Ill be the first to admit, I dont understand Crypto. At this point I hope, in the very near future, we get to a place where Crypto is our biggest national issue, challenge, or problem. That is not to say, for people invested in, employed by, etc. Crypto isnt a big deal. If its important to you, its important. I have come to understand that, but the collective does face much darker and more imminent threats. So, as I said, hopefully we get to a better place.
Here’s a great documentary on bribery -and look at that; it was made just before crypto was used!
Maybe the GENIUSes in Congress will want to look at requiring decentralized id and legal intermediaries for digital currencies.
Inside the Senate’s last-ditch fight to save the GENIUS Act
Here’s a mini-doc on how Trump fixed a campaign funding shortfall with cash from Egypt (before he and his bois had found out about crypto…)
To be fair, ALL money is fake. Historically, humans have preferred an economy that relied upon trade. Not countries, individuals. The farmers brought some of their eggs to the butcher in exchange for beef. They also exchanged them to buy a bolt of cloth to make clothes, etc.
When kingdoms introduced currency, most people had little desire to use it. So the kings created taxes, something that can only be paid using the currency they created. In order to pay those taxes, the farmer, butcher, etc. now had to use that currency in their daily transactions. Thus, currency is actually worthless (fake) until someone artificially creates the need for it.

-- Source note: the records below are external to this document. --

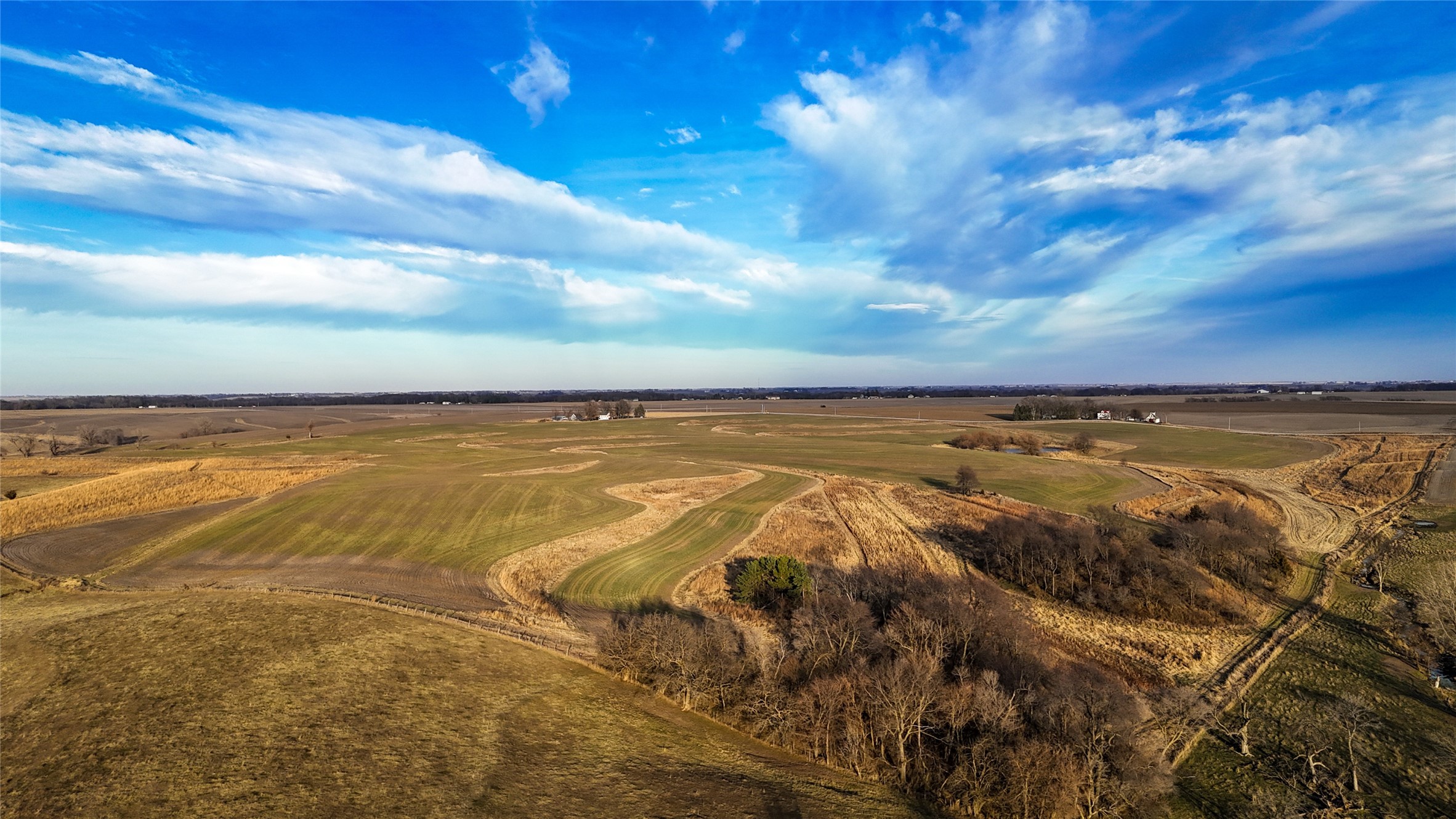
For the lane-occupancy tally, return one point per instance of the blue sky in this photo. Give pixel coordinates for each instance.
(490, 196)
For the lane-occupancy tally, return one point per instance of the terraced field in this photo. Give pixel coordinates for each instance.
(251, 704)
(650, 569)
(1184, 446)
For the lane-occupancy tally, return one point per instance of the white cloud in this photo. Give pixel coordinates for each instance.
(711, 290)
(541, 78)
(287, 169)
(682, 136)
(235, 280)
(902, 308)
(969, 169)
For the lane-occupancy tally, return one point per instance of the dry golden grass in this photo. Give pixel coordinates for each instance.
(1193, 487)
(156, 487)
(253, 704)
(845, 524)
(1146, 650)
(884, 528)
(527, 574)
(810, 529)
(1372, 471)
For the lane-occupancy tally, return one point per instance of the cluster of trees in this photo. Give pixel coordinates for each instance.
(622, 409)
(1027, 442)
(774, 582)
(997, 442)
(1056, 407)
(1116, 568)
(926, 682)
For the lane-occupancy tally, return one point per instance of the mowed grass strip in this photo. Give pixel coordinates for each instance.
(650, 569)
(440, 513)
(1186, 446)
(253, 704)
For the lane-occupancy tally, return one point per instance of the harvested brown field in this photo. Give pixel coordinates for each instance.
(159, 486)
(843, 524)
(527, 574)
(447, 436)
(1193, 487)
(89, 548)
(254, 704)
(545, 470)
(1372, 471)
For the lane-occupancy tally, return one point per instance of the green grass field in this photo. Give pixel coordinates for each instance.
(251, 704)
(650, 569)
(434, 494)
(1187, 446)
(1409, 754)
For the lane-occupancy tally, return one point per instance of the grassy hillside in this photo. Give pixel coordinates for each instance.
(651, 568)
(209, 704)
(1405, 751)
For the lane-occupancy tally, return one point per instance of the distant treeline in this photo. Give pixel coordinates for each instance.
(717, 394)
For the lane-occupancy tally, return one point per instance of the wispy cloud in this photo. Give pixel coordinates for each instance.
(682, 136)
(711, 290)
(274, 169)
(541, 78)
(331, 283)
(900, 308)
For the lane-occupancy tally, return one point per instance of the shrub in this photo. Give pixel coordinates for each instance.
(770, 582)
(979, 439)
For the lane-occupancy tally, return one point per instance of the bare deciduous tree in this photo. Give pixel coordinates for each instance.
(966, 480)
(1354, 717)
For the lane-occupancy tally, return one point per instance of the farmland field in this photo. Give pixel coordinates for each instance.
(651, 568)
(543, 531)
(1405, 748)
(1181, 446)
(306, 706)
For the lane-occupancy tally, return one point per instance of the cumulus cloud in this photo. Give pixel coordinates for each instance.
(541, 78)
(223, 280)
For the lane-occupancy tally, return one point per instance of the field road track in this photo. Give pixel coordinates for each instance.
(1232, 680)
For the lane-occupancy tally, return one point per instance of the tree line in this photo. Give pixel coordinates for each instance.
(926, 682)
(1114, 566)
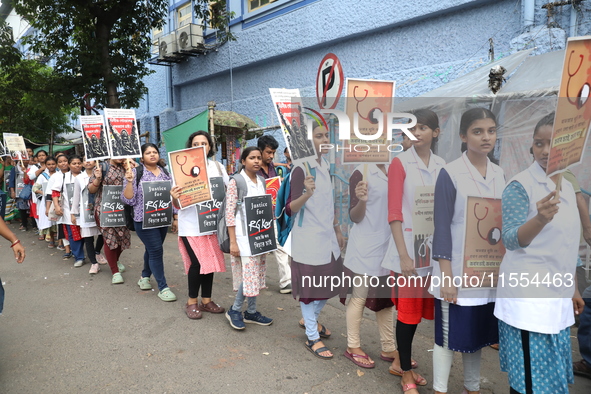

This theory is probably an oversimplification, but not too much. The myth and aura around money was created to make it seem much more complex and important than it actually is. This benefits the establishment, allowing them to mislead us. And it works, imo.
It all just seems a bit redundant and unnecessary to me. I could give a rip if it exists or not, but it should be regulated and, in no way, comingled with U.S. Treasury, nor insured by FDIC. The whole thing has a real “try hard” vibe to me. I never trust anyone or group of anyones who are working just a bit too hard to convince me something is good. Especially if they tell me “its not what it looks like” when I say ponzi scheme. Every time someone says “its not what it looks like”, its, invariably, EXACTLY what it looks like!!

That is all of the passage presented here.